Tuesday, June 25, 2013

A slippery slope... and why not?

Here's an article on Ken Cuccinelli, Virginia gubernatorial candidate and VA Attorney General, who filed an amicus brief with the Supreme Court that "laid out an argument against the constitutionality of allowing same-sex couples to marry." The article says that Cuccinelli and Greg Zoeller, the authors of the brief, "used a novel justification to make their point in one section of the 55-page brief — namely that gay marriage could lead to polygamy."

Specifically, they wrote: "Responsible parenting is not a justification for same-sex-couple marriage, as distinguished from recognition of any other human relationships. It is instead a rationale for eliminating marriage as government recognition of a limited set of relationships. Once the natural limits that inhere in the relationship between a man and a woman can no longer sustain the definition of marriage, the conclusion that follows is that any grouping of adults would have an equal claim to marriage."

This may or may not be a "novel justification" in law, but it's hardly a new idea if you spend any time on the internet and read the foaming-at-the-mouth ravings of anti-gay commenters on any Yahoo article. Such commenters often rant angrily of the slippery slope effect. "If you let gays marry, then people will be able to marry their five-year-old children, or their dogs, or fifteen neighbors!" Since marriage has to involve consenting adults, there is no real danger of anyone being permitted to legal marrying small children or animals. But the "slippery slope" issue as it pertains to polygamy is a legitimate one, and in fact it raises the question, why not?

Polygamy is not an unusual or shocking idea. It's been practiced by many human cultures, although because men have traditionally had most of the wealth and power, it's almost invariably polygyny rather than polyandry. Furthermore, it's clear from how many people "cheat" in supposedly monogamous relationships that seeking multiple partners is not an unnatural tendency by any means. It's also a popular subject in erotica (you can find examples by searching on Amazon for "menage"), and there are people who engage in polyamorous relationships all over the United States. You can even make a very reasonable argument that it's a Biblically sanctioned form of marriage (not that atheists care, but many of the people foaming at the mouth should).

In short, there's nothing innately wrong with polygamy, though a lot of Americans have a knee-jerk opposition to it because the only polygamy they've ever heard about is radical Mormon men living in isolation with ten barely adolescent child brides. Clearly, men marrying children is wrong, whether they marry one or a dozen. But polygamy, a form of marriage in which men and women can love and marry freely-- what's wrong with that?

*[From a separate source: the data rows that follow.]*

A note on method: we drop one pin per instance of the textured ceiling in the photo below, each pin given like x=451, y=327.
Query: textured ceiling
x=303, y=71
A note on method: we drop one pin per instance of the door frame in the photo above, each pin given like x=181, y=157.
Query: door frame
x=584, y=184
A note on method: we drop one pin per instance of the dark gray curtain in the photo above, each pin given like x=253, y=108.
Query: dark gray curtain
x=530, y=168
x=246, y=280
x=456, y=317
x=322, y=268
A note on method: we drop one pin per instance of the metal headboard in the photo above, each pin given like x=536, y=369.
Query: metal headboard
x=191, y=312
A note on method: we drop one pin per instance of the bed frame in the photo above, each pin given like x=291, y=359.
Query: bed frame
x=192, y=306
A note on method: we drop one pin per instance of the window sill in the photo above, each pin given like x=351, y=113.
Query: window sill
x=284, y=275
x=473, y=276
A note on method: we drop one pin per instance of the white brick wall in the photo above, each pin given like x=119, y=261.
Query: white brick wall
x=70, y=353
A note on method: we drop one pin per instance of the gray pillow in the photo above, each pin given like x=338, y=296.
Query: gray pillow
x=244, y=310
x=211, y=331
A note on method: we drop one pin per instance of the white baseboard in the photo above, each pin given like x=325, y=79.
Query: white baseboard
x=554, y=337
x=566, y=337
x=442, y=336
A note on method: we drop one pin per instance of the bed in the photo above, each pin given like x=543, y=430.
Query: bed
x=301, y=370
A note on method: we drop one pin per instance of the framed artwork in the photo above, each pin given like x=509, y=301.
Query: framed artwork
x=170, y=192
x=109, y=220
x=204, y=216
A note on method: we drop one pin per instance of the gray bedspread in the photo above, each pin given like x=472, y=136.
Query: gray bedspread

Apparently quite a lot, judging from the Wikipedia article on the subject. In practice, polygamy often seems to typically involve child marriage. An extensive quote from Wikipedia:

"Polygamy has been condemned as being a form of human rights abuse, with concerns arising over domestic abuse, forced marriage, and neglect. The vast majority of the world's countries, including virtually all of the world's developed nations, do not permit polygamy, and there have been growing calls for the abolition of polygamy in many developing countries...Many international human rights organisations as well as Women's rights groups in many countries have called for its abolition where it still lingers. The practice has also been explicitly ruled to be a violation of the internationally binding ICCPR, for polygamy violates human dignity and equality, and the United Nations has thusly recommended that the practice be abolished everywhere by sovereign states."

Once again, we seem to be defining polygamy as a way of subjugating and abusing women. Perhaps it's often been this way in practice (and so, I would add, has monogamous marriage, which often treats women as property rather than as people), but there's no reason it should be this way in the United States if legalized (at least no more than monogamous marriage, which also can lead to abuse and subjugation, alas). Voluntary polygamy among consenting adults seems to me no more likely to lead to abusive situations than voluntary monogamous relationships. Indeed, it might lead to less abuse-- abuse thrives on isolation, and it's likely easier for an abuser to dominate and subjugate one spouse than five or six of them. Of course, this wouldn't be true of a single man with numerous women from a church that tells them they must submit to their husband's will. I will admit I'm thinking here of true polygamy-- several men and several women in a group-- without the taint of fundamentalist religion involved. To my knowledge this has never been tried on a large scale before.

Unlike gay marriage, however, there are some practical issues with legalizing polygamy. Our society is set up on the assumption that every person can only have one spouse (at a time, anyway!). If polygamy were allowed, the tax system would have to change, and so would health insurance (you could hardly expect insurance companies to cover ten spouses for the price of one). Divorce and wills would become far more complex-- dividing up property amongst ten people, and determining custody of children, is not as easy as splitting it up between two. These are difficult, but not insuperable problems. And they are very probably problems we will have to deal with, sooner or later. If several consenting adults want to marry each other, why are they less entitled to that right than any two consenting adults?